Like, my attitude towards AI and x-risk would be hugely different if the right abstraction would be “a few billion people die”. Like, OK, that’s like a few decades of population growth. Basically nothing in the big picture. And I think this is also true by the vast majority of common-sense ethical views. People care about the future of humanity. “Saving the world” is hugely more important than preventing the marginal atrocity. Outside of EA I have never actually met a welfarist who only cares about present humans. People of course think we are supposed to be good stewards of humanity’s future, especially if you select on the people who are actually involved in global scale decisions.
Normal people who are not bought into super crazy computationalist stuff understand that humanity’s extinction is much worse than just a few billion people dying, and the thing that is happening is much more like extinction than it is like a few billion people dying.
(I mostly care about long term future and scope sensitive resource use like habryka TBC.)
Sure, we can amend to:
“I believe that AI takeover would eliminate humanity’s control over its future, has a high probability of killing billions, and should be strongly avoided.”
We could also say something like “AI takeover seems similar to takeover by hostile aliens with potentially unrecognizable values. It would eliminate humanity’s control over its future and has a high probability of killing billions.”
Hmmm, I agree with this as stated, but it’s not clear to me that this is scope sensitive. As in, suppose that the AI will eventually leave humans in control of earth and the solar system. Do people typically this is an extremely bad? I don’t think so, though I’m not sure.
And, I think trading for humans to eventually control the solar system is pretty doable. (Most of the trade cost is in preventing an earlier slaughter and violence which was useful for takeover or avoiding delay.)

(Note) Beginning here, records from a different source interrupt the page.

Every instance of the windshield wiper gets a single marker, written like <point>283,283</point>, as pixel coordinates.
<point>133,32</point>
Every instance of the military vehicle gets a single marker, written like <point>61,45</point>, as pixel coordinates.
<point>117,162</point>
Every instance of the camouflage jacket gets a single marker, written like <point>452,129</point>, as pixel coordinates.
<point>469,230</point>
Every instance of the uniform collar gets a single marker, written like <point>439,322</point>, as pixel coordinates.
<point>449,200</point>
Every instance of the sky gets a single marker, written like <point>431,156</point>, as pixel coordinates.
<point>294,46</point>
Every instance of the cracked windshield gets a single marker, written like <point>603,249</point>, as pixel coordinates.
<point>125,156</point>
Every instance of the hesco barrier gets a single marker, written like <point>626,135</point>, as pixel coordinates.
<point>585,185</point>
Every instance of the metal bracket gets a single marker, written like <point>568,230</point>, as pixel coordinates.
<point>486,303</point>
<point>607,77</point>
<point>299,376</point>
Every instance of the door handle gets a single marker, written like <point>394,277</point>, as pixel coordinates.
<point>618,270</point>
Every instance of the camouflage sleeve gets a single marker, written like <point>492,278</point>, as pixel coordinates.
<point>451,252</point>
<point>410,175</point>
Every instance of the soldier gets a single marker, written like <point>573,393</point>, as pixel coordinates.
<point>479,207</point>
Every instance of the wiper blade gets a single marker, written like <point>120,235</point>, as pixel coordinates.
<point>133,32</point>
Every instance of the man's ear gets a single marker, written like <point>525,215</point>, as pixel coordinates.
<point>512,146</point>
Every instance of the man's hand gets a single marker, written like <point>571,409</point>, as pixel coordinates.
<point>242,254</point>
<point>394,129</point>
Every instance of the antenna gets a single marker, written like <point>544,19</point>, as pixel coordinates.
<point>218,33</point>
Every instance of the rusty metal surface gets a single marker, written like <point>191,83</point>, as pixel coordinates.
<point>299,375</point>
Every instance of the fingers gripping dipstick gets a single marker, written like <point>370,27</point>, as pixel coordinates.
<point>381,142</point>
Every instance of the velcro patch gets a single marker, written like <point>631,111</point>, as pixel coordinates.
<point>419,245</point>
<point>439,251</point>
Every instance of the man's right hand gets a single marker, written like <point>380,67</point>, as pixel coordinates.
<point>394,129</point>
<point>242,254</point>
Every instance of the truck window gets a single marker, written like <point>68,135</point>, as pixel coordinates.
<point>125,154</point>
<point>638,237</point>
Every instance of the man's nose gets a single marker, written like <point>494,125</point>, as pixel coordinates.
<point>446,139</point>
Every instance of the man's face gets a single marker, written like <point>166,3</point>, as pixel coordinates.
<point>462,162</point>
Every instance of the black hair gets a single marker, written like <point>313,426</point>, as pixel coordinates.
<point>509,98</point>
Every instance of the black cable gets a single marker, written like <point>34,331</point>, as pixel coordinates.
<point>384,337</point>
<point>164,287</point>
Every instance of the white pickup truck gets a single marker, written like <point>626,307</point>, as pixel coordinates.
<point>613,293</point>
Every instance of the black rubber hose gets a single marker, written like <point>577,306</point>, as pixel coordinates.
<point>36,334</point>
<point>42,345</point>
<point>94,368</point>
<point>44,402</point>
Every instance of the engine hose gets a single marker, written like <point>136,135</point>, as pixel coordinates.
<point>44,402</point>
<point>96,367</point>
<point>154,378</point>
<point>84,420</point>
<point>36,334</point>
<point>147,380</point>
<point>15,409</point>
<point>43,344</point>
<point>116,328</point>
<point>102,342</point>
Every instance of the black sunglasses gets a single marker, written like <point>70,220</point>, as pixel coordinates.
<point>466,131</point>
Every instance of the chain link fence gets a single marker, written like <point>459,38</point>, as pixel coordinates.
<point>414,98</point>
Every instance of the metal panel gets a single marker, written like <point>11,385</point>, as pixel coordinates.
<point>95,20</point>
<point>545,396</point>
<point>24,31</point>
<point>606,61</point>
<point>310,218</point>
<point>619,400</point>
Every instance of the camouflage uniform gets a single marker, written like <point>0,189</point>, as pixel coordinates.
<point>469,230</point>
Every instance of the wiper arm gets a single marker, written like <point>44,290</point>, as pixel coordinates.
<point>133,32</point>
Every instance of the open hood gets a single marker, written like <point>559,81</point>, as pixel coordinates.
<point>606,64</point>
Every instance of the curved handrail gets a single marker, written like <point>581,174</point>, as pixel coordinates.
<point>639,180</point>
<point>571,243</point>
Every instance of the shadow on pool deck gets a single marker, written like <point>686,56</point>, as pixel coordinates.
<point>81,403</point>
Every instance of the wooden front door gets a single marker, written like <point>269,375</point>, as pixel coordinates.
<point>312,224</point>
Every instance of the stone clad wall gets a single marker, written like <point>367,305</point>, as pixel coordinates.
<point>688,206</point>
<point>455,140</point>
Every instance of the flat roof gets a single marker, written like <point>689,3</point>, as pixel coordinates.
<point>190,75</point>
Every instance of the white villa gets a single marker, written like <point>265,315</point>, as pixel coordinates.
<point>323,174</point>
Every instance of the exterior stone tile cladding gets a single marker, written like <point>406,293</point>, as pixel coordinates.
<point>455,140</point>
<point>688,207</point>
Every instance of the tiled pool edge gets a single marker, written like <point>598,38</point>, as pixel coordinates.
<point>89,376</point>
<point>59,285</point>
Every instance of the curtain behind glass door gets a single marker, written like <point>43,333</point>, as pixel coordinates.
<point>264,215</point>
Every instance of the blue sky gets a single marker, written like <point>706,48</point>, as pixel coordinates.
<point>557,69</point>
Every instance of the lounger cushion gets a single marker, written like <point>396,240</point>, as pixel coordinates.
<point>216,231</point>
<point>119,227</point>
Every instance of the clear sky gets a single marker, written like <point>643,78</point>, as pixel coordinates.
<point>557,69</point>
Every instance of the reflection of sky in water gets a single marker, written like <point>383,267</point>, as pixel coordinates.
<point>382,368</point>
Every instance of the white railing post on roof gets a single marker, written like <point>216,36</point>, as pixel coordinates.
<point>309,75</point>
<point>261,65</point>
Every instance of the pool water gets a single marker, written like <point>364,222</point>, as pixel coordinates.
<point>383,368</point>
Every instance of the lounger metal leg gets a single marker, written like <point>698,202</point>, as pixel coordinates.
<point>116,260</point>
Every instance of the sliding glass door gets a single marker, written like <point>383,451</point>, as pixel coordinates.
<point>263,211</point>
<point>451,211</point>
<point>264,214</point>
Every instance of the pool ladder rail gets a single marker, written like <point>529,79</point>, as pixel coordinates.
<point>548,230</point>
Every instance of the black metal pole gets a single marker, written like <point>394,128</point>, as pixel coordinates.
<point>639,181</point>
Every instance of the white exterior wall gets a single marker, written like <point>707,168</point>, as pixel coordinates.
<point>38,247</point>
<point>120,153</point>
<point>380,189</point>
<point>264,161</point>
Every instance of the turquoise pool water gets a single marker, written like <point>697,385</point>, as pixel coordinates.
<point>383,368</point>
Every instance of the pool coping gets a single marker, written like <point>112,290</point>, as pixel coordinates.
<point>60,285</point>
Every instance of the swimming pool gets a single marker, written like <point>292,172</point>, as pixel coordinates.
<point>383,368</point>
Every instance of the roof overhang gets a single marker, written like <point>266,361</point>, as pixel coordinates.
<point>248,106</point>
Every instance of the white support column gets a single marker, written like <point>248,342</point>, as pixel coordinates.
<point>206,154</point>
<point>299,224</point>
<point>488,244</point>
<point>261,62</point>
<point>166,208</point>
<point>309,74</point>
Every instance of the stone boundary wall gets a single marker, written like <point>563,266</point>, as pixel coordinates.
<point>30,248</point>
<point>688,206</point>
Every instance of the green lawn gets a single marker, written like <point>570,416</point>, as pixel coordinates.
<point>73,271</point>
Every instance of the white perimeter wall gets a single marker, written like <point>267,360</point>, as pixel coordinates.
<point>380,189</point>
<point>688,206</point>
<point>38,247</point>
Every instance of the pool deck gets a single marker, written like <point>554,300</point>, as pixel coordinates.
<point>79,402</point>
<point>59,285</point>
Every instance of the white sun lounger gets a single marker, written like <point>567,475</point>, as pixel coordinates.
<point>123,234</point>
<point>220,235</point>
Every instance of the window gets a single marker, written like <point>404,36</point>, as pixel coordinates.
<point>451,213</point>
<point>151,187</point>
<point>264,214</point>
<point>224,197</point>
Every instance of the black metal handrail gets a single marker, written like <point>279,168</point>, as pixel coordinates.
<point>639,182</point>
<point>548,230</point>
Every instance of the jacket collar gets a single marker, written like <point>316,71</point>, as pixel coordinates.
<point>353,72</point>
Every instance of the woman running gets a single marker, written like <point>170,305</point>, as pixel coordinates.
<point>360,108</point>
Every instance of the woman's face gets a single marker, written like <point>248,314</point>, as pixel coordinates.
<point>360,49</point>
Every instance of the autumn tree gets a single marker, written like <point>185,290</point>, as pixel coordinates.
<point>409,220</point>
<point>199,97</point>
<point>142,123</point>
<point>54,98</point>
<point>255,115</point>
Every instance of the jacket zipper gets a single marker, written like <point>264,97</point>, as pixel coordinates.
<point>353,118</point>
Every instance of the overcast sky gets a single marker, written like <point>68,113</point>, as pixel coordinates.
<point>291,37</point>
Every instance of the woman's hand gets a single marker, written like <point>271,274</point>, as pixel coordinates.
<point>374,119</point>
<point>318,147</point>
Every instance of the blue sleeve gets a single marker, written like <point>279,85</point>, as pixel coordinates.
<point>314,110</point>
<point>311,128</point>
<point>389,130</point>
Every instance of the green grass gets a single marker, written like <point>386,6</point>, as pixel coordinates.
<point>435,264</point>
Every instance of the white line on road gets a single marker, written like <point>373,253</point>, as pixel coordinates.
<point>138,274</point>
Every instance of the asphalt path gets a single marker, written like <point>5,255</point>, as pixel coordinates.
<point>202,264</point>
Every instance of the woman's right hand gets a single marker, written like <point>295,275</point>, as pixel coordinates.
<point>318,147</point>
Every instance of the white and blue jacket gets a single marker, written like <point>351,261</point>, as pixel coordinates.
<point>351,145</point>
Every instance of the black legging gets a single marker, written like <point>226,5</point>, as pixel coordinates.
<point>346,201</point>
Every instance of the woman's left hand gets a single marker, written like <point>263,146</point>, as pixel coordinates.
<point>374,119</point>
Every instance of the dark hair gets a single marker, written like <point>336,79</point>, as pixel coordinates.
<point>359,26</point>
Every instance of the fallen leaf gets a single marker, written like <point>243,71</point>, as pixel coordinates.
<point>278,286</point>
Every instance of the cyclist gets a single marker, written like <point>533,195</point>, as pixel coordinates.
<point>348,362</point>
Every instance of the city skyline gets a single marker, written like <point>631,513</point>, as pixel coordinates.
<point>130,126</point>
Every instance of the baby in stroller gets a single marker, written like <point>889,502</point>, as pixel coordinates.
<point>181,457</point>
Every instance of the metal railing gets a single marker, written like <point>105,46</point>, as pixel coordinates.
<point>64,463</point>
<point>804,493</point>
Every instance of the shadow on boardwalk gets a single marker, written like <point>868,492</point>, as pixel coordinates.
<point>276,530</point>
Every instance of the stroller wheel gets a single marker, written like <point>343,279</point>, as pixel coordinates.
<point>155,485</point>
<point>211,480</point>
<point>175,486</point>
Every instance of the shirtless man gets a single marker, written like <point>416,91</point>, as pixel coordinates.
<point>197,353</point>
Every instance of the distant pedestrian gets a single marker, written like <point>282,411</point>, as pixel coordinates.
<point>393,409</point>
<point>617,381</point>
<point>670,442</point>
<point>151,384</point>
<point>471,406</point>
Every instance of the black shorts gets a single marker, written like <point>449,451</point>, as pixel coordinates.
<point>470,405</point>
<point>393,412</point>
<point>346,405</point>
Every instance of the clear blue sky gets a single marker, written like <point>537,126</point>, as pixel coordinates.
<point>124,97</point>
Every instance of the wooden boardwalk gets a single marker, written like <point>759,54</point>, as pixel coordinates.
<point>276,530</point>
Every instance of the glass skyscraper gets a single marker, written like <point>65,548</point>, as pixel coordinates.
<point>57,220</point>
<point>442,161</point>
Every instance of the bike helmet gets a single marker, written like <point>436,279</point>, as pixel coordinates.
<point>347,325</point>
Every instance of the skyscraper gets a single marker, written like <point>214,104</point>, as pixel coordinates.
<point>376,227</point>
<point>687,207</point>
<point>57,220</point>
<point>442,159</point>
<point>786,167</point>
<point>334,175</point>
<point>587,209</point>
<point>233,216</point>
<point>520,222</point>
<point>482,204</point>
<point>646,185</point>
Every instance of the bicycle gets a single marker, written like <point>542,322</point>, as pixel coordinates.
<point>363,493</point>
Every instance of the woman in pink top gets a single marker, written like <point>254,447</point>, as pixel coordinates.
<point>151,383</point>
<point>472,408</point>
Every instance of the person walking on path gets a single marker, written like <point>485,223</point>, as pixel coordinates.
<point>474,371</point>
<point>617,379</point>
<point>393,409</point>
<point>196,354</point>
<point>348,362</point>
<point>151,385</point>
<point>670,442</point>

At a more basic level, I think the situation is just actually much more confusing than human extinction in a bunch of ways.
(Separately, under my views misaligned AI takeover seems worse than human extinction due to (e.g.) biorisk. This is because primates or other closely related seem very likely to re-evolve into an intelligent civilization and I feel better about this civilization than AIs.)
You can run the argument past a poll of LLM models of humans and show their interpretations.
I strongly agree with your second paragraph.